Critiquing the growth of the state will be the theme running though each episode. Tonight’s program (airing at 8 p.m. EST) will focus on the health-care debate. Investigating government gone bad and exploring the power of free markets makes for good TV, says Stossel. Beyond blending a little Milton Friedman in with the news of the week, Stossel believes he’s filling a void. “Libertarian ideas aren’t explained well anywhere on television,” he sighs. His idea: Why not inject Milton’s ideas with a little Oprah oomph? (Nobody won a car at his first taping, though the crowd did walk away with free copies of Freakonomics.)
So what distinguishes this show from every other conservative talk show on Fox in the age of Obama? “I wanted to do a show like this when George W. Bush was president, too,” he says. “Fox is open to a bunch of different points of view. I often like what Glenn Beck is saying. I enjoy going on O’Reilly. They each have different talents. Beck does radio for hours every day and is a master at riffs. O’Reilly is great at the live interview and knows how to argue. He moves quickly. I like a little more control. I’m a perfectionist after many years in a world where we left so much on the cutting-room floor. At the same time, I’m very aware that live and spontaneous is also a key part of what makes Fox successful.”
Fox Business Network, he adds, is “more in line” with his interests than is the Fox News Channel mothership, since it’s “all about business and economics, and rarely spends much time on the murders of the week or the vanished pretty girl.” It’s a good fit, he says.

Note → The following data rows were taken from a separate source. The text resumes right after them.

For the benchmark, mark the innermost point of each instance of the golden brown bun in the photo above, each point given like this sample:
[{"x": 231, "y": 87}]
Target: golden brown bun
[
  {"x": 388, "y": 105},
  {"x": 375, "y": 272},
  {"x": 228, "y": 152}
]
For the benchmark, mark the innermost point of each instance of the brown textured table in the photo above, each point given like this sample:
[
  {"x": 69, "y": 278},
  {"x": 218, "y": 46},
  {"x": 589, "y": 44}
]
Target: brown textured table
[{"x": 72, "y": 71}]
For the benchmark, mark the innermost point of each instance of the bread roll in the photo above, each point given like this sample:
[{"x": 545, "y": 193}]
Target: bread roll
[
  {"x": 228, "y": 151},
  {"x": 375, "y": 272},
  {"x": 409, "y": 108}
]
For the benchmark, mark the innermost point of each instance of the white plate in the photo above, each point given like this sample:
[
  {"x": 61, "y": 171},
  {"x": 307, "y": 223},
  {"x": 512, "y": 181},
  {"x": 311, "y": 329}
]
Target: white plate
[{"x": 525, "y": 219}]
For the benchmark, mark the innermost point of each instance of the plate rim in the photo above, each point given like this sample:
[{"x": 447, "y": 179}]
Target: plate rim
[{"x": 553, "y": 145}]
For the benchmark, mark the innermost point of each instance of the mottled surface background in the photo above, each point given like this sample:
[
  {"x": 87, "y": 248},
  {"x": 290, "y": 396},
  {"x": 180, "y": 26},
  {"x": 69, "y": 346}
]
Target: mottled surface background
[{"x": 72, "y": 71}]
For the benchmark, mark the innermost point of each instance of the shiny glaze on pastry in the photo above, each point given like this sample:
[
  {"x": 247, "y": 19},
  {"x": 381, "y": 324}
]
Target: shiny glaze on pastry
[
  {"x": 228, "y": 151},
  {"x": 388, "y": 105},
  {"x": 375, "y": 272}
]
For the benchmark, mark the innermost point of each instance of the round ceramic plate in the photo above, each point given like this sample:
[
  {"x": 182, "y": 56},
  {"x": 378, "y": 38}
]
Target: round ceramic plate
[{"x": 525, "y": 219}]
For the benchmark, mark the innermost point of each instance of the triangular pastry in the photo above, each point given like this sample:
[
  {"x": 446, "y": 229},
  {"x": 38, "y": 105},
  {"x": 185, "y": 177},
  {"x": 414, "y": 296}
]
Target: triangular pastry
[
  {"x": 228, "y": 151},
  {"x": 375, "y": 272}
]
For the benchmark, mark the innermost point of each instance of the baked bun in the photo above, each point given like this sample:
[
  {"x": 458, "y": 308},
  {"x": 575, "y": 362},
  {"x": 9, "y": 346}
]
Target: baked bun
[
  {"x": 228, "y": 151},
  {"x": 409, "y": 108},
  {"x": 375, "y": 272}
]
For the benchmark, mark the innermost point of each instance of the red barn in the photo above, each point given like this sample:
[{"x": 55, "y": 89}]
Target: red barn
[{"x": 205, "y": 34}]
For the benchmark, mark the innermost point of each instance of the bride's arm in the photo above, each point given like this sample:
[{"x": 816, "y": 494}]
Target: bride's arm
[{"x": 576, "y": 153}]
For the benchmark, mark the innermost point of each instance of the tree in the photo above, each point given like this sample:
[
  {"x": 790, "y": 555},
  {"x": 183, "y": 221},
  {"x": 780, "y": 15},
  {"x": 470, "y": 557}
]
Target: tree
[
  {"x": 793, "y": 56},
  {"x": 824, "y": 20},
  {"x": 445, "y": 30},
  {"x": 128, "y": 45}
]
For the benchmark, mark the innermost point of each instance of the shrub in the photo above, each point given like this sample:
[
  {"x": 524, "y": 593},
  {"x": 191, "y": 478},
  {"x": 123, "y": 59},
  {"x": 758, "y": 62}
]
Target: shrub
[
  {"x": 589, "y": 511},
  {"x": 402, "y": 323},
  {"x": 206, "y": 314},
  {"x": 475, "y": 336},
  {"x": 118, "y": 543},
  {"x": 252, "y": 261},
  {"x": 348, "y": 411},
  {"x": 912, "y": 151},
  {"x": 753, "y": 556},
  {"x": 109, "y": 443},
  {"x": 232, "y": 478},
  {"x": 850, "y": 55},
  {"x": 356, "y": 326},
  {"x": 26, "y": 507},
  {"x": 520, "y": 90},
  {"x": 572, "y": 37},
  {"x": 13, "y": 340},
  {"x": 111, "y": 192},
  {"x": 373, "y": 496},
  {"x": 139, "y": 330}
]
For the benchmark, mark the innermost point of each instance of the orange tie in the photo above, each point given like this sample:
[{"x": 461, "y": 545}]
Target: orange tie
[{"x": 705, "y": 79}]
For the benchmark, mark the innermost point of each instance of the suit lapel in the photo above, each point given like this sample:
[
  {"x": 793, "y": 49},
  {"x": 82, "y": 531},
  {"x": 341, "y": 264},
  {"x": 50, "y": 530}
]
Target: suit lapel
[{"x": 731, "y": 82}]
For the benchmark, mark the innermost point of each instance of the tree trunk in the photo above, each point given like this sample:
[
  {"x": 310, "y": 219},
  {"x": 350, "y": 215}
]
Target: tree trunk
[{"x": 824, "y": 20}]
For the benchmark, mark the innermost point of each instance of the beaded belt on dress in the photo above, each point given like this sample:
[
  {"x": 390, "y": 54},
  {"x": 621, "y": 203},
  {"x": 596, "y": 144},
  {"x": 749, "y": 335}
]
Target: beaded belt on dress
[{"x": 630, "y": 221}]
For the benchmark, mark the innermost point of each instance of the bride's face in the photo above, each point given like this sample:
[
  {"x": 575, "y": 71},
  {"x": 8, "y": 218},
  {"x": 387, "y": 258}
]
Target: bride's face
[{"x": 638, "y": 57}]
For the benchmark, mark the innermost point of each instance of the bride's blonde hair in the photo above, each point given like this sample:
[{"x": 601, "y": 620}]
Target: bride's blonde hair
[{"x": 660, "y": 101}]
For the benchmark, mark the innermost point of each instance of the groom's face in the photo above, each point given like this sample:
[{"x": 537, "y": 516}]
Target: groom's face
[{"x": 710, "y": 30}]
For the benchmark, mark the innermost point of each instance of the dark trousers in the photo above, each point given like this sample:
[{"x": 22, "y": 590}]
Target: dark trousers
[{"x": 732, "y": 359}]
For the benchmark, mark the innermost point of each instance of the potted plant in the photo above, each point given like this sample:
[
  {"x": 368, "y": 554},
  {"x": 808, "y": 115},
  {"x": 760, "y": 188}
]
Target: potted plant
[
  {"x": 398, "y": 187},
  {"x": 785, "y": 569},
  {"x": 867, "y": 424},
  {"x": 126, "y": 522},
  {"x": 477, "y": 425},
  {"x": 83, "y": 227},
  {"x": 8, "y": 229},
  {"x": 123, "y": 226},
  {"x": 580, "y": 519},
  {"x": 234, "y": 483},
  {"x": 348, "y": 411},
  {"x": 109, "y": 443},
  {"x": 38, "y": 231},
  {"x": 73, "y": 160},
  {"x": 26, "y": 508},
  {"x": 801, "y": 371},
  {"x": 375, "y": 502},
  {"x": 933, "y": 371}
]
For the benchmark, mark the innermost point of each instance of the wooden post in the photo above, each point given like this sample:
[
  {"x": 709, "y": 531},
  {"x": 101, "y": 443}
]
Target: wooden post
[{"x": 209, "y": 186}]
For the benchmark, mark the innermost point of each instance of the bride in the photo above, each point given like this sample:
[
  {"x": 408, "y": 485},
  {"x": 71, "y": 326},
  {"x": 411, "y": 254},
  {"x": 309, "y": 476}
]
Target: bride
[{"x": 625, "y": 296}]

News, says Stossel, will drive his program’s topics just as much as libertarian criticism. Stossel says he had thought about using the pilot episode, in which he discusses the work of Ayn Rand, as his first show, but jumped to global warming after the “Climategate” e-mails were leaked from the University of East Anglia, where top climate scientists where shown to be trying to manipulate the historical record of global temperatures.